In [1]:
# Lab: U-Net for Oxford-IIIT Pet

import numpy as np
import matplotlib.pyplot as plt

import torch
import torch.nn as nn
import torch.nn.functional as F
from torch.utils.data import DataLoader, random_split

import torchvision.transforms as T
from torchvision.datasets import OxfordIIITPet

device = torch.device('cuda' if torch.cuda.is_available() else 'cpu')
print("Using device:", device)

input_size = (128, 128)


Using device: cpu


In [5]:
# TODO 1.1: image transform -> resize to input_size, to tensor [0,1]
transform_img = T.Compose([
    # TODO: fill
])

# TODO 1.2: mask transform -> resize NEAREST, keep ints, shift 1..3 -> 0..2, long
transform_mask = T.Compose([
    # TODO: fill
])

dataset = OxfordIIITPet(root='data', split='trainval', target_types='segmentation',
                        transform=transform_img, target_transform=transform_mask, download=True)
test_dataset = OxfordIIITPet(root='data', split='test', target_types='segmentation',
                             transform=transform_img, target_transform=transform_mask, download=True)

train_size = int(0.8 * len(dataset))
val_size   = len(dataset) - train_size
train_dataset, val_dataset = random_split(dataset, [train_size, val_size], generator=torch.Generator().manual_seed(42))

train_loader = DataLoader(train_dataset, batch_size=16, shuffle=True,  num_workers=2 if device.type=='cuda' else 0)
val_loader   = DataLoader(val_dataset,   batch_size=16, shuffle=False, num_workers=2 if device.type=='cuda' else 0)

len(dataset), len(test_dataset), len(train_dataset), len(val_dataset)


100%|██████████| 792M/792M [00:20<00:00, 38.5MB/s]
100%|██████████| 19.2M/19.2M [00:01<00:00, 12.7MB/s]


(3680, 3669, 2944, 736)

In [8]:
from matplotlib.colors import ListedColormap
cmap = ListedColormap(['black', 'red', 'white'])
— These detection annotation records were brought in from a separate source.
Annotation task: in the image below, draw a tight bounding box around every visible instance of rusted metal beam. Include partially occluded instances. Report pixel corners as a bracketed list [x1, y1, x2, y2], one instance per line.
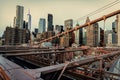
[3, 49, 86, 56]
[32, 51, 120, 74]
[0, 48, 64, 53]
[0, 67, 10, 80]
[39, 9, 120, 44]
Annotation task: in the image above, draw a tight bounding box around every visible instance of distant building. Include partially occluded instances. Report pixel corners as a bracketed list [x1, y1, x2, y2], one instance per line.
[13, 17, 16, 27]
[108, 33, 112, 45]
[116, 14, 120, 46]
[38, 18, 46, 33]
[16, 5, 24, 28]
[104, 30, 113, 44]
[99, 28, 105, 47]
[27, 11, 31, 31]
[86, 18, 99, 47]
[23, 21, 28, 29]
[55, 25, 64, 34]
[47, 14, 54, 31]
[112, 14, 120, 46]
[4, 27, 30, 45]
[34, 28, 38, 34]
[64, 19, 73, 31]
[79, 28, 83, 45]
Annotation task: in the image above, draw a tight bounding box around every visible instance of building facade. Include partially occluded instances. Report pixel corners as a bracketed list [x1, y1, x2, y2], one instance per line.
[64, 19, 73, 31]
[47, 14, 54, 31]
[86, 18, 99, 47]
[16, 5, 24, 28]
[27, 11, 31, 31]
[4, 27, 30, 45]
[38, 18, 46, 33]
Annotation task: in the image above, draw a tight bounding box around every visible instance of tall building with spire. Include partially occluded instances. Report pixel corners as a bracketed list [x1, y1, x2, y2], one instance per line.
[47, 14, 54, 31]
[16, 5, 24, 28]
[86, 17, 99, 47]
[27, 10, 31, 31]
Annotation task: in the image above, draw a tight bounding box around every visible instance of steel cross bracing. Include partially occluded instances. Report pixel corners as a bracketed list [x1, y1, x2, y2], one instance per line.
[31, 51, 120, 80]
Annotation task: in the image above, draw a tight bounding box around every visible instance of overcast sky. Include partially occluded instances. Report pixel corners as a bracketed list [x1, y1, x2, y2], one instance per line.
[0, 0, 120, 34]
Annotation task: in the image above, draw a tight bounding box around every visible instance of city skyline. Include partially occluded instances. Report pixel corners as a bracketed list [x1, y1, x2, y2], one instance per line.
[0, 0, 120, 35]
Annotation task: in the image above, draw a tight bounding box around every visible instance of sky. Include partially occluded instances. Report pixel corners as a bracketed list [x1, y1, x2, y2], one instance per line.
[0, 0, 120, 36]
sample_img, sample_mask = train_dataset[1]
mask_array = sample_mask.squeeze().cpu().numpy().astype(np.uint8)

plt.figure(figsize=(6,3))
plt.subplot(1,2,1); plt.title("Input Image"); plt.imshow(sample_img.permute(1,2,0)); plt.axis('off')
plt.subplot(1,2,2); plt.title("Ground Truth Mask (0..2)"); plt.imshow(mask_array, cmap=cmap, vmin=0, vmax=2); plt.axis('off')
plt.show()
#nothing to do here just run

AttributeError: 'PngImageFile' object has no attribute 'squeeze'

In [None]:
class ConvBlock(nn.Module):
    def __init__(self, in_c, out_c, p_drop=0.1):
        super().__init__()
        # TODO 3.1: two 3x3 conv(+BN+ReLU) with padding=1, then Dropout
        self.net = nn.Sequential(
            # TODO: fill
        )
    def forward(self, x): return self.net(x)

class UpBlock(nn.Module):
    def __init__(self, in_c, out_c):
        super().__init__()
        self.up = nn.ConvTranspose2d(in_c, out_c, kernel_size=2, stride=2)
        self.conv = ConvBlock(in_c=out_c*2, out_c=out_c)
    def forward(self, x, skip):
        # TODO 3.2: upsample, size-fix to skip if needed, concat on channel dim, conv
        # x = ...
        # if ...: x = ...
        # x = torch.cat([x, skip], dim=1)
        # return self.conv(x)
        raise NotImplementedError


In [None]:
class UNetMedium(nn.Module):
    def __init__(self, n_classes=3, in_ch=3, p_drop=0.1):
        super().__init__()
        self.enc1 = ConvBlock(in_ch, 32, p_drop)
        self.pool1 = nn.MaxPool2d(2)
        self.enc2 = ConvBlock(32, 64, p_drop)
        self.pool2 = nn.MaxPool2d(2)
        self.enc3 = ConvBlock(64, 128, p_drop)
        self.pool3 = nn.MaxPool2d(2)

        self.bott = ConvBlock(128, 256, p_drop)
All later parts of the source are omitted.